>>>>> "Chris" == Chris Evans <chrishold at
psyctc.org> writes:
Chris> I use R a great deal but the huge web crawling power of
Chris> it isn't an area I've used. I don't want to reinvent a
Chris> cyberwheel and I suspect someone has done what I want.
Chris> That is a program that would run once a day (easy for
Chris> me to set up as a cron task) and would crawl a single
Chris> root of a web site (mine) and get the file size and a
Chris> CRC or some similar check value for each page as pulled
Chris> off the site (and, obviously, I'd want it not to follow
Chris> off site links).

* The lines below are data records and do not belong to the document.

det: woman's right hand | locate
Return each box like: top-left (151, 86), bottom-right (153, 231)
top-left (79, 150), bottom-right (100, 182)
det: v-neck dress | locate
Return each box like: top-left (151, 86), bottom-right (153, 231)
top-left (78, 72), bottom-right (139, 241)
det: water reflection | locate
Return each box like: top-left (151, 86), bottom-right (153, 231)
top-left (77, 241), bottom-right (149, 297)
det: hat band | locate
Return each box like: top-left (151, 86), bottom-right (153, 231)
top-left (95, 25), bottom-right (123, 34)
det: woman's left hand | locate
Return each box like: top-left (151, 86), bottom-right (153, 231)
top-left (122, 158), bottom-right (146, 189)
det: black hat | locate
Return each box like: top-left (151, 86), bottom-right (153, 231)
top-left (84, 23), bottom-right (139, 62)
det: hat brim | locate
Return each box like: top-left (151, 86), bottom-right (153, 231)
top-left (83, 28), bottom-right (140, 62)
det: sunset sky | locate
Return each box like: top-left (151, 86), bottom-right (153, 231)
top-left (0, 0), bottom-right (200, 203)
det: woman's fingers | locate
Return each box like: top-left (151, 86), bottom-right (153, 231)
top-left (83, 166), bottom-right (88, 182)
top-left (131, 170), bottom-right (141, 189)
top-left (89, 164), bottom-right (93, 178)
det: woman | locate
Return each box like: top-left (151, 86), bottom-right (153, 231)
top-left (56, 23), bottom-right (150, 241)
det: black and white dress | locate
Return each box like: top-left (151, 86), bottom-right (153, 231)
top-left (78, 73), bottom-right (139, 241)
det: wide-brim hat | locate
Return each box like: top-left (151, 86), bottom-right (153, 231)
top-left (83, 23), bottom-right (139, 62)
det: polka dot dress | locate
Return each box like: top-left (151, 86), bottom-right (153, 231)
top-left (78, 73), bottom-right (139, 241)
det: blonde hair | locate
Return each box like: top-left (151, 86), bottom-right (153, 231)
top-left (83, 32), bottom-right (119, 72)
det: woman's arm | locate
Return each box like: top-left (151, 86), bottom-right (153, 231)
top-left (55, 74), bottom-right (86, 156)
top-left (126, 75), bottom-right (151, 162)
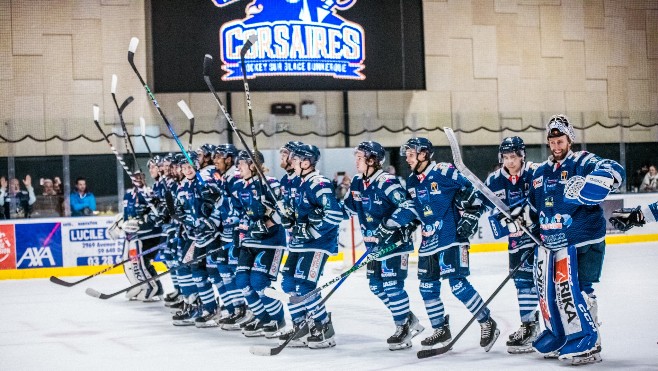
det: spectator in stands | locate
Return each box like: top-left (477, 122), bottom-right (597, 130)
top-left (71, 177), bottom-right (96, 216)
top-left (640, 165), bottom-right (658, 192)
top-left (40, 178), bottom-right (57, 196)
top-left (0, 175), bottom-right (37, 219)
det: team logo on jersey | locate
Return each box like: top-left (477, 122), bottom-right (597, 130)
top-left (219, 0), bottom-right (365, 81)
top-left (430, 182), bottom-right (441, 195)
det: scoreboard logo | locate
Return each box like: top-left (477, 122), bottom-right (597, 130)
top-left (218, 0), bottom-right (366, 81)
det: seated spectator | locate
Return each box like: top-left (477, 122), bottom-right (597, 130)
top-left (640, 165), bottom-right (658, 192)
top-left (0, 175), bottom-right (37, 219)
top-left (40, 178), bottom-right (57, 196)
top-left (71, 177), bottom-right (96, 216)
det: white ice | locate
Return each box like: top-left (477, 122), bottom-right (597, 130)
top-left (0, 243), bottom-right (658, 371)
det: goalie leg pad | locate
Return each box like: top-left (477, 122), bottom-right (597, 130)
top-left (555, 246), bottom-right (598, 359)
top-left (532, 246), bottom-right (567, 354)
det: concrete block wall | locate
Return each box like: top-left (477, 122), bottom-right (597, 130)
top-left (0, 0), bottom-right (658, 156)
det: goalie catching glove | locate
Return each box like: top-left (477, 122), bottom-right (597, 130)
top-left (564, 169), bottom-right (615, 205)
top-left (609, 206), bottom-right (646, 232)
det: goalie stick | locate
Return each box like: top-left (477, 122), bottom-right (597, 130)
top-left (417, 128), bottom-right (542, 358)
top-left (50, 244), bottom-right (165, 287)
top-left (110, 75), bottom-right (142, 176)
top-left (265, 241), bottom-right (402, 304)
top-left (85, 244), bottom-right (222, 300)
top-left (128, 37), bottom-right (206, 185)
top-left (249, 241), bottom-right (402, 356)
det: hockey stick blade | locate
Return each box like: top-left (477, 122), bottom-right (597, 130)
top-left (119, 95), bottom-right (135, 113)
top-left (263, 287), bottom-right (290, 304)
top-left (50, 276), bottom-right (79, 287)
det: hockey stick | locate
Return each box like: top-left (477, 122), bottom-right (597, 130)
top-left (139, 117), bottom-right (153, 158)
top-left (203, 54), bottom-right (286, 219)
top-left (265, 241), bottom-right (402, 304)
top-left (128, 37), bottom-right (206, 185)
top-left (249, 241), bottom-right (402, 356)
top-left (50, 244), bottom-right (165, 287)
top-left (178, 99), bottom-right (194, 151)
top-left (110, 75), bottom-right (142, 172)
top-left (240, 34), bottom-right (255, 153)
top-left (417, 128), bottom-right (541, 358)
top-left (85, 247), bottom-right (222, 300)
top-left (94, 104), bottom-right (137, 183)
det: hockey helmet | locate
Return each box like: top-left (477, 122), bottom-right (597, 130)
top-left (498, 136), bottom-right (525, 164)
top-left (292, 144), bottom-right (320, 166)
top-left (546, 115), bottom-right (576, 143)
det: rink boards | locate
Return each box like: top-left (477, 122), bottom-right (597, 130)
top-left (0, 194), bottom-right (658, 279)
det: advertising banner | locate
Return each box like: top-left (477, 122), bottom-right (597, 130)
top-left (62, 217), bottom-right (123, 267)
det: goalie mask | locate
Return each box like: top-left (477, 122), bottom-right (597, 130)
top-left (546, 115), bottom-right (576, 143)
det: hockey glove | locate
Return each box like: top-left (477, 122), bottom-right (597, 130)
top-left (122, 219), bottom-right (139, 233)
top-left (372, 223), bottom-right (400, 247)
top-left (292, 223), bottom-right (313, 243)
top-left (564, 169), bottom-right (615, 205)
top-left (608, 206), bottom-right (646, 232)
top-left (249, 219), bottom-right (270, 240)
top-left (457, 212), bottom-right (479, 239)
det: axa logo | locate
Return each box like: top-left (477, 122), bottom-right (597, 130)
top-left (213, 0), bottom-right (365, 81)
top-left (17, 246), bottom-right (55, 268)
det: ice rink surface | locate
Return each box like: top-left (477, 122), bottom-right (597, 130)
top-left (0, 243), bottom-right (658, 371)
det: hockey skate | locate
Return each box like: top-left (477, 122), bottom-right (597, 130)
top-left (222, 305), bottom-right (254, 331)
top-left (263, 319), bottom-right (286, 339)
top-left (507, 320), bottom-right (539, 354)
top-left (420, 315), bottom-right (452, 350)
top-left (171, 302), bottom-right (201, 326)
top-left (480, 317), bottom-right (500, 352)
top-left (279, 322), bottom-right (309, 348)
top-left (308, 315), bottom-right (336, 349)
top-left (386, 312), bottom-right (425, 351)
top-left (194, 309), bottom-right (220, 328)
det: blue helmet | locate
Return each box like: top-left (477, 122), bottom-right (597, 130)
top-left (354, 140), bottom-right (386, 166)
top-left (400, 138), bottom-right (434, 160)
top-left (214, 143), bottom-right (238, 158)
top-left (498, 137), bottom-right (525, 164)
top-left (237, 150), bottom-right (265, 165)
top-left (292, 144), bottom-right (320, 166)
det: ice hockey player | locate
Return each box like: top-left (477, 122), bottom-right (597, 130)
top-left (122, 170), bottom-right (164, 301)
top-left (480, 136), bottom-right (539, 354)
top-left (233, 150), bottom-right (286, 337)
top-left (344, 141), bottom-right (425, 350)
top-left (172, 152), bottom-right (217, 327)
top-left (520, 115), bottom-right (625, 365)
top-left (400, 138), bottom-right (500, 352)
top-left (211, 144), bottom-right (252, 330)
top-left (279, 144), bottom-right (343, 349)
top-left (610, 202), bottom-right (658, 232)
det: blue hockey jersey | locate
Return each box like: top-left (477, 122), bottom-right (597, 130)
top-left (480, 161), bottom-right (539, 250)
top-left (407, 162), bottom-right (482, 256)
top-left (288, 171), bottom-right (343, 255)
top-left (528, 151), bottom-right (626, 249)
top-left (344, 170), bottom-right (418, 260)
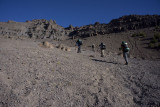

The other key thing would be for it to
Chris> store the values and URLs and be capable of being run
Chris> in "create/update database" mode or in "check
pages"
Chris> mode and for the change mode run to Email me a warning
Chris> if a page changes. The reason I want this is that two
Chris> of my sites have recently had content "disappear":
Chris> neither I nor the ISP can see what's happened and we
Chris> are lacking the very useful diagnostic of the date when
Chris> the change happened which might have mapped it some
Chris> component of WordPress, plugins or themes having
Chris> updated.
Chris> I am failing to find anything such and all the services
Chris> that offer site checking of this sort are prohibitively
Chris> expensive for me (my sites are zero income and either
Chris> personal or offering free utilities and information).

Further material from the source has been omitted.